Casasco sembra voler dedicare questo parco all'umanità contemporanea che ha urgenza di rilassarsi e di ritrovarsi, ma anche di trovare uno stimolo per imparare a fruire l'ambiente e per alimentare il gusto per la bellezza e per l'arte. Progetta vasche e getti d'acqua che sono sculture, come l'idromassaggio del "Templare": nove colonne a parallelepipedo in lucente acciaio che sputano acqua in pressione a diverse altezze per massaggiare il collo e la schiena, dolmen di oggi che si inseriscono, senza prevaricarla, in una giungla selvaggia di fichi d'India, lentischi, cipressi, olivi, agavi e santoline. Poi, assecondato da Fulceri Camerini, Casasco offre spazio agli artisti, perché lascino nella natura il loro segno di cultura e lo porgano ai visitatori. Un grande "Arco in cielo" di Arnaldo Pomodoro funge da ingresso alle terme, lungo le pendici del monte, opere di Lucio del Pezzo, Laura Panno e Giuseppe Maraniello si rivelano a sorpresa lungo il percorso, sono da scoprire camminando lungo vialetti ombrosi, scalinate rustiche e vasche d'acqua.
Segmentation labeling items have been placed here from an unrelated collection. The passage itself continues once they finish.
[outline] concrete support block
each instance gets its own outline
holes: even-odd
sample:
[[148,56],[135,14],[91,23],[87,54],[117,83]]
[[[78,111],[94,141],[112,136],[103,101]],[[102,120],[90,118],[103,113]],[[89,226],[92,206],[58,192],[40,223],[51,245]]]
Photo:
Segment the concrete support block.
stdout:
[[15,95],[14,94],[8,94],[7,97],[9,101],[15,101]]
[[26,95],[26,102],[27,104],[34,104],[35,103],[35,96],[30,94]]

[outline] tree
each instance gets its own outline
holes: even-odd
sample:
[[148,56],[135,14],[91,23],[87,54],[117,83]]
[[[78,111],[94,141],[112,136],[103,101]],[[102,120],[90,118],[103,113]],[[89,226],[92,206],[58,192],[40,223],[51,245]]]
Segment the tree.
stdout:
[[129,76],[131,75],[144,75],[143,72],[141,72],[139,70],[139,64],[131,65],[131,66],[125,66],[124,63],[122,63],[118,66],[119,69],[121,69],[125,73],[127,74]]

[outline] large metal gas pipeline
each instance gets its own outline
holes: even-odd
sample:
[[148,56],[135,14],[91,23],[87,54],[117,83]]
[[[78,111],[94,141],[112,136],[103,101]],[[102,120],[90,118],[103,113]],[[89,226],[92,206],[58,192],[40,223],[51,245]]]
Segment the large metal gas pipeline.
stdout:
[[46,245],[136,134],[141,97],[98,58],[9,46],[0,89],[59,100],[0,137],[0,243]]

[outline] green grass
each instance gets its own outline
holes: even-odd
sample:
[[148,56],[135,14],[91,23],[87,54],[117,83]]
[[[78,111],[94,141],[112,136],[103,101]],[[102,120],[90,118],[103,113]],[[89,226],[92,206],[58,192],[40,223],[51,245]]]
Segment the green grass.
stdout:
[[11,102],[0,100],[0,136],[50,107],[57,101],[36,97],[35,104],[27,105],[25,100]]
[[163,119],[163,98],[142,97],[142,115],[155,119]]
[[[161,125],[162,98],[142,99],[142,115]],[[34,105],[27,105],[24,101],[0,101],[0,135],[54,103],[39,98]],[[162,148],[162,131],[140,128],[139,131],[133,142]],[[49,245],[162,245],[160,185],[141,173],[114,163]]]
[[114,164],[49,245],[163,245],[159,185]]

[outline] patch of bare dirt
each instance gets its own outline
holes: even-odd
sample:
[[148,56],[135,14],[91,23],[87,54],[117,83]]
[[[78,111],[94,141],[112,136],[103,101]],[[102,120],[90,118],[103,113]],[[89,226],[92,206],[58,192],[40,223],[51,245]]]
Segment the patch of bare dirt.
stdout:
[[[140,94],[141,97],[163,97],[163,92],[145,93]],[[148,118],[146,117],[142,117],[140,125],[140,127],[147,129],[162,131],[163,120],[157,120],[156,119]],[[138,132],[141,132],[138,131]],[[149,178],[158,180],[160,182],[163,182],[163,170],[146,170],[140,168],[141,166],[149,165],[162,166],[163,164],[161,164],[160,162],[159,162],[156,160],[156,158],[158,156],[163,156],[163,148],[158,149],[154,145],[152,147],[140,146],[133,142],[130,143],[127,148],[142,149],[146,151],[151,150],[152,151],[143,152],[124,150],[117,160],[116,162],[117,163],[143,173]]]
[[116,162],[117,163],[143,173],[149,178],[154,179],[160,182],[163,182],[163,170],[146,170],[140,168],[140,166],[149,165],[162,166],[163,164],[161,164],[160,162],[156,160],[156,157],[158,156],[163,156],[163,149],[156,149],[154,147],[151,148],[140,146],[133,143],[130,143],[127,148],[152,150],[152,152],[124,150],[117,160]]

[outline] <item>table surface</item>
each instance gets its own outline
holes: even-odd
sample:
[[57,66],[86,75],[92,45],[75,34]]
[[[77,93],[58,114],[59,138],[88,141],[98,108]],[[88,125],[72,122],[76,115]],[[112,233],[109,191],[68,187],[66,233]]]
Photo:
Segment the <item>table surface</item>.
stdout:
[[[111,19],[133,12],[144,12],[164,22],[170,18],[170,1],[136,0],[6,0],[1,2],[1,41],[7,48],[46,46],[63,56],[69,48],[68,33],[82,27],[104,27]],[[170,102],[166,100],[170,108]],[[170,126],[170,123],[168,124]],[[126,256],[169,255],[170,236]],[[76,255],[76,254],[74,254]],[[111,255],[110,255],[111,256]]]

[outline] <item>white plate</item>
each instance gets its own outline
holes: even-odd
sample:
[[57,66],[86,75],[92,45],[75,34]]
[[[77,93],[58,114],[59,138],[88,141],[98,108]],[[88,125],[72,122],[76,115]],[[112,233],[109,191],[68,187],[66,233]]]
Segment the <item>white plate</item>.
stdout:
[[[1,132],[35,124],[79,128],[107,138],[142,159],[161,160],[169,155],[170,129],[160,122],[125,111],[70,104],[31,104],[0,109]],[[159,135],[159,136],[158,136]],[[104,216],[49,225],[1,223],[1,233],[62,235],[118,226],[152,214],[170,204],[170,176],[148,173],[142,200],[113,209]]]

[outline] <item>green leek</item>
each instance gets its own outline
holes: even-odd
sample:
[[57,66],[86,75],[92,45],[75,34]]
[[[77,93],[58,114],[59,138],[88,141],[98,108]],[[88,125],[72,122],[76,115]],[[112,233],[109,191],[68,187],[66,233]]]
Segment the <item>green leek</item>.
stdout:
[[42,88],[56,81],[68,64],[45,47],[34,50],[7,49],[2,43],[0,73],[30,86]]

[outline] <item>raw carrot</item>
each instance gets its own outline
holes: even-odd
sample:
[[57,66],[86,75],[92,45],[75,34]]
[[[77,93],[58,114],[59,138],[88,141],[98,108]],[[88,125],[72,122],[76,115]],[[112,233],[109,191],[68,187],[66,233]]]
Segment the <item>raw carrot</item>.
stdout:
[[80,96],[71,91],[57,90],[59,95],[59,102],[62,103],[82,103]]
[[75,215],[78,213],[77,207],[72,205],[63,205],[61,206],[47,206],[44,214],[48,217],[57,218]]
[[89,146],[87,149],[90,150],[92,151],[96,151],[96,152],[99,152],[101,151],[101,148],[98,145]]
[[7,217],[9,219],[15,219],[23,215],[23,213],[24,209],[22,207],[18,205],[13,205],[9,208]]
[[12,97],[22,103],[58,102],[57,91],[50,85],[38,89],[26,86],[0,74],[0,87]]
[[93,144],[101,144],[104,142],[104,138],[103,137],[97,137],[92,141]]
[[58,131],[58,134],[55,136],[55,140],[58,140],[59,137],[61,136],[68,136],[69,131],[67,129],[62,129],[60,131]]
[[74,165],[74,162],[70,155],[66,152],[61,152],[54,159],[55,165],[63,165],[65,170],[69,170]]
A riprova che un paesaggista in sintonia con il luogo dell'intervento è un poderoso volano, in meno di vent'anni il Negombo è diventato uno dei giardini mediterranei più ricchi e articolati, e le terme che ospita si fanno ricordare come uniche. Perché ognuno si può muovere all'interno dei 3 ettari di parco idrotermale secondo i propri ritmi, decidere in quali acque curative immergersi e in quali piscine nuotare, da quali panchine ammirare le scene fiorite e il paesaggio sul mare. L'invincibile vocazione del luogo alla naturalità è sottolineata anche da strutture di completamento mimetizzate nella vegetazione alle spalle della spiaggia: un centro salute e bellezza, un bagno turco, un ristorante, un piccolo hotel, un teatro-arena per eventi musicali e teatrali. Ancora oggi, a distanza di quasi vent'anni da quando l'ha pensata, Ermanno Casasco si occupa di questa opera, con un entusiasmo contagioso e uno stupore infantile, racconta a una a una le "sue" piante: alberi preziosi e rari  in Italia come Bauhinia e Brchychiton, ma anche il fuoco dei Callistemon in fioritura e la poesia di semplici mesembriantemi rosa che formano cascate lungo il tronco di una palma.